Warning: Please note that this article is The Vampire Diaries recap for Season 5 Episode 14, which was directed by Michael Allowitz and written by Brian Young. The post contains spoilers and specific scene descriptions. Do not read any further until you have watched “No Exit,” which originally aired Thursday, February 27, 2014 on The CW.
The episode opens with an eerie-yet-humorous scene of Ripper Damon (Ian Somerhalder) and Enzo (Michael Malarkey) indulging in a casual killing spree. Their victims have it worse than usual because they literally die two deaths: once to be turned into vampires and then again when Damon sucks them dry and tears their heads clean off.
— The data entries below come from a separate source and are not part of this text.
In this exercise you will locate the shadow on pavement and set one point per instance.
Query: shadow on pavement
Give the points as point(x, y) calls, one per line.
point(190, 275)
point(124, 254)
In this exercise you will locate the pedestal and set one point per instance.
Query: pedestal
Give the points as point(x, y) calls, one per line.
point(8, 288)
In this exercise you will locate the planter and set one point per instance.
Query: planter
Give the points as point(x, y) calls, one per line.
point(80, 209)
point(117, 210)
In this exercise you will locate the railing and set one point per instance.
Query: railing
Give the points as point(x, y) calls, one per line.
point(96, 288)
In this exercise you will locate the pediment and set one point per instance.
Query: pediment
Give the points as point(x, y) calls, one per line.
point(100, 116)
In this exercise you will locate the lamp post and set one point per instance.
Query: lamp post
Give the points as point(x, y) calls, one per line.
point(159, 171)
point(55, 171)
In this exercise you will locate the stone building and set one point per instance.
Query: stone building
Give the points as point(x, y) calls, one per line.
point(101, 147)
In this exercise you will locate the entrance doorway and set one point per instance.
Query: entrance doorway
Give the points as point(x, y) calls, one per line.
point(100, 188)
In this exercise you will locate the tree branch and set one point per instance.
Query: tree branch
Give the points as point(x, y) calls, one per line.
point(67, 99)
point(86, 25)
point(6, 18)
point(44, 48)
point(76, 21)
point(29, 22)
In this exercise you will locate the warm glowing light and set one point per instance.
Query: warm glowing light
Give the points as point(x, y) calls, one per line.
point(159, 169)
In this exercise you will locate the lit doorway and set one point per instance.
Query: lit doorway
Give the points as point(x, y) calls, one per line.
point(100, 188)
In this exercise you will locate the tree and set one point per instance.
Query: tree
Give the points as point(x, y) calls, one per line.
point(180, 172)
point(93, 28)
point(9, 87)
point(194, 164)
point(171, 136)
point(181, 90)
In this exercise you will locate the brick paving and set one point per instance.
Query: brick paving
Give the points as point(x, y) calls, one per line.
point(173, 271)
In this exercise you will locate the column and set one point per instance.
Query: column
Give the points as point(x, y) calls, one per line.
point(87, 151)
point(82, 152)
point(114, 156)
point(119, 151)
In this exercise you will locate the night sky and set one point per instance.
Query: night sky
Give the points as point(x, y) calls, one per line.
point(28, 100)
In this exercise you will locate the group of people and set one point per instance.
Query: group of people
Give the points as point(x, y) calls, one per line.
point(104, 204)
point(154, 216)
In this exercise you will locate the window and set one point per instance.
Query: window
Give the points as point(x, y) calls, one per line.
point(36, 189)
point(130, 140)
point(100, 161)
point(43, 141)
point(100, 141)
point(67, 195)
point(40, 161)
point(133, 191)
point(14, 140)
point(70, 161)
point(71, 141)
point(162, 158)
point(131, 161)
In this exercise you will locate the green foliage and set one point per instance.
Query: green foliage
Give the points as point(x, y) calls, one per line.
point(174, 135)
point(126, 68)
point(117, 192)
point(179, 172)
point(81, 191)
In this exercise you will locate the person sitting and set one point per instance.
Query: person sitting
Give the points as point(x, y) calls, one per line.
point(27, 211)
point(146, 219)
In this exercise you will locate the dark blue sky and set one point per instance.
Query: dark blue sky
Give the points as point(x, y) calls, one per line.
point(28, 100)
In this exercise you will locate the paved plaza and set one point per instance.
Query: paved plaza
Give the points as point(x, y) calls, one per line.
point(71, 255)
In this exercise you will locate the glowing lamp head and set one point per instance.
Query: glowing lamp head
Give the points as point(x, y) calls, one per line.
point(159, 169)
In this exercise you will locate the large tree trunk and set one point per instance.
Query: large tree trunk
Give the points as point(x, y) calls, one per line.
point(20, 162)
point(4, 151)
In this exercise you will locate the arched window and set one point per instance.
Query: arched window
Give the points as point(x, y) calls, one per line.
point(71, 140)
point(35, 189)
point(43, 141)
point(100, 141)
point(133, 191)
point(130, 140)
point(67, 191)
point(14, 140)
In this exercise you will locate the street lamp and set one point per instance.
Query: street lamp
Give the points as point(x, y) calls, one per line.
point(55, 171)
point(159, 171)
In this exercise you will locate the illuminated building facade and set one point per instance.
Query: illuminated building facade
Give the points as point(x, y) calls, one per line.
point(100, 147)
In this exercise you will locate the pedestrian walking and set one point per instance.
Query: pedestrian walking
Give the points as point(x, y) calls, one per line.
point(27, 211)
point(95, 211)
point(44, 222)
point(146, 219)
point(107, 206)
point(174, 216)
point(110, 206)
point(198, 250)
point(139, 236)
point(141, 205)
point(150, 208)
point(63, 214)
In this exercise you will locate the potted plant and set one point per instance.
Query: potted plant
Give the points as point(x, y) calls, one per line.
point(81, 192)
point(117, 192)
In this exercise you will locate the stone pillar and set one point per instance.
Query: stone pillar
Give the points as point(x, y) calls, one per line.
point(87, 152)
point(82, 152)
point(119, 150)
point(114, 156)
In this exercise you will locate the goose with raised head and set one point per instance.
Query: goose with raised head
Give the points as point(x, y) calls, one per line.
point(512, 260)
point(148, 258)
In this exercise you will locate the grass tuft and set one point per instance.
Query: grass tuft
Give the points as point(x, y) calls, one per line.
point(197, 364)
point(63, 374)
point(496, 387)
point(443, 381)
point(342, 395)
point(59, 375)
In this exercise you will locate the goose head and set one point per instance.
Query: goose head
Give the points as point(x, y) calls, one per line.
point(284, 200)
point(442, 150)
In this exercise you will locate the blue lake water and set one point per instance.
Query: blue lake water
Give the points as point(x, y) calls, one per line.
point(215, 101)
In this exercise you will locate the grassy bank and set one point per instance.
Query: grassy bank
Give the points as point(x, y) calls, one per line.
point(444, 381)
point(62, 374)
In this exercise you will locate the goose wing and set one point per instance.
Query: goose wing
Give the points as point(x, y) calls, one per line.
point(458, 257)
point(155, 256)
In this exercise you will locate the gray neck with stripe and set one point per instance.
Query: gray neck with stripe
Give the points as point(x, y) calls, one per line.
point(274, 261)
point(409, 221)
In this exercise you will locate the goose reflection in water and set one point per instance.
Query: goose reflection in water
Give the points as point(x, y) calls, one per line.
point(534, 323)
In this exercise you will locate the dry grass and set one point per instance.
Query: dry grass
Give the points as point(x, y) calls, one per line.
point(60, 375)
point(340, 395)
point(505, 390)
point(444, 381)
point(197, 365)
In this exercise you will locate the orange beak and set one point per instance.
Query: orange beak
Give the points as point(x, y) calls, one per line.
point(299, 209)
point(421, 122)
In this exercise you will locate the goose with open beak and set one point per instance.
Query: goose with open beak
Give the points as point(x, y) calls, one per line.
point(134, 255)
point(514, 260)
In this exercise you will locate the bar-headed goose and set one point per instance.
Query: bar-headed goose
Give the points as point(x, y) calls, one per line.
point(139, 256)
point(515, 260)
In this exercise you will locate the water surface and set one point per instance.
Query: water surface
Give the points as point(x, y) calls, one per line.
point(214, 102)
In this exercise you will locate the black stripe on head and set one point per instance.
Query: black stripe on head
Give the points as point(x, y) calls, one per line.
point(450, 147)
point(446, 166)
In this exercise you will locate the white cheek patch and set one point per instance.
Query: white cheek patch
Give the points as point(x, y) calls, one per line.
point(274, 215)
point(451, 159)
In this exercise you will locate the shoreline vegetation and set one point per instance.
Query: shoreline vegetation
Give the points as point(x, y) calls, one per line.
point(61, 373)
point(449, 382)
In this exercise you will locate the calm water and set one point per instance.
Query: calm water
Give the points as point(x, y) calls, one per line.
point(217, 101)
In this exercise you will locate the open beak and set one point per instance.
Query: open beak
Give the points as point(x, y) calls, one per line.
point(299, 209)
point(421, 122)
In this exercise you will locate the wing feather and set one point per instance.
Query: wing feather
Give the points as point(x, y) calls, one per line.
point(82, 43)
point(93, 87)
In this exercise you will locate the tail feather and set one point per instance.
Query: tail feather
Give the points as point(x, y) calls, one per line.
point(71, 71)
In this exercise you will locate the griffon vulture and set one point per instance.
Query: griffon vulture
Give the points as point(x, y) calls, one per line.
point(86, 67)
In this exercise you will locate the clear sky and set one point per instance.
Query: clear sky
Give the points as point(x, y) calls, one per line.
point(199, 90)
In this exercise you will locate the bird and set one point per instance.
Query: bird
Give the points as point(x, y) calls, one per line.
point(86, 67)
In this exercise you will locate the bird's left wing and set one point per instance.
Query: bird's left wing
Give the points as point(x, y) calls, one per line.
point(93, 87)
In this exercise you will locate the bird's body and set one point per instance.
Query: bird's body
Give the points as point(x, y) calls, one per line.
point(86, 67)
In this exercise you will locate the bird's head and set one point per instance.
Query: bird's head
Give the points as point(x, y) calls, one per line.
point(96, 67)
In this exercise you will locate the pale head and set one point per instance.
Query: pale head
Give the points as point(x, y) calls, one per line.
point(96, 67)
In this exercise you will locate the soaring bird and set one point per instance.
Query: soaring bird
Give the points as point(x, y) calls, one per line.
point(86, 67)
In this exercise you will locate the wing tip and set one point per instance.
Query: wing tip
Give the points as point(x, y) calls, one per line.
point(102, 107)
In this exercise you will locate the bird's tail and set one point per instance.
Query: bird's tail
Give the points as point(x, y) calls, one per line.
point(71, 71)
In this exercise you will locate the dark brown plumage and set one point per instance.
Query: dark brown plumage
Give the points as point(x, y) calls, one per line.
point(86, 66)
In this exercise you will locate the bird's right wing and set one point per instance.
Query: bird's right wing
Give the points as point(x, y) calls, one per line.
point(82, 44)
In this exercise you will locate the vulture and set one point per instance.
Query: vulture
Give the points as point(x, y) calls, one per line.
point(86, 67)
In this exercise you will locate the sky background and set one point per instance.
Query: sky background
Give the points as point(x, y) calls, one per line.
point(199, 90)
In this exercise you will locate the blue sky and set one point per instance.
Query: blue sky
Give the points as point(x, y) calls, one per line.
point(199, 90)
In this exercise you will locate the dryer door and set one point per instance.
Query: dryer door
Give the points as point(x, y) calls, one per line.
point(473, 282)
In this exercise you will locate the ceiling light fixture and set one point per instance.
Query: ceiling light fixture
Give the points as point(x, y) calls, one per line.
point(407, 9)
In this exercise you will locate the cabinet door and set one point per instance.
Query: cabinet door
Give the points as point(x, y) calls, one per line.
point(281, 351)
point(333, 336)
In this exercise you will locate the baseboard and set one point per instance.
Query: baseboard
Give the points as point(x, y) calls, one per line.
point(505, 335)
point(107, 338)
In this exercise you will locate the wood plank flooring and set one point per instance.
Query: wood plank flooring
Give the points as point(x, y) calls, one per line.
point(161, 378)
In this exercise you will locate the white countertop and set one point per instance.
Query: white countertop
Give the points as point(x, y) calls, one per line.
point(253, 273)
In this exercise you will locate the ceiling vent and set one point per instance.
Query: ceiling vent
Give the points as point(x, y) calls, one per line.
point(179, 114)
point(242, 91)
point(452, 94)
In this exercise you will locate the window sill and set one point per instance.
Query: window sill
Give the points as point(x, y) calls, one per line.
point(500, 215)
Denzo is clearly the perfect tag team, as a poor local farmer-pharmacist soon comes to learn when Enzo turns him and Damon promptly attacks his neck like it’s made out of delicious little gummy bears. Enzo then gives a touching speech about friendship that’s tinged with a hidden message: Please don’t eat me, buddy.
Back at Casa de Salvatore, Stefan (Paul Wesley) is helping “Elena” (Nina Dobrev) study for her history exam. He looks bored as fudge because he’s been too college more times than he can count, but is glad to lend a hand. Elena aka Katherine (Nina Dobrev) paces back and forth rattling out dates and info about the Han Dynasty and Roman Empire. However, when she questions the textbook over what appears to be an erroneous answer about the “Holy Roman Empire” (“Not really an empire,” she points out) and adds in an extra lesson about the Peace of Westphalia, Stefan stares at her. Katherine panics and thinks the jig is up but she can thank her lucky stars Stefan just assumes Elena is book smart and actually wrote papers once upon a time in high school. (Catching liars is not Stefan’s forte. Sorry but it’s true.)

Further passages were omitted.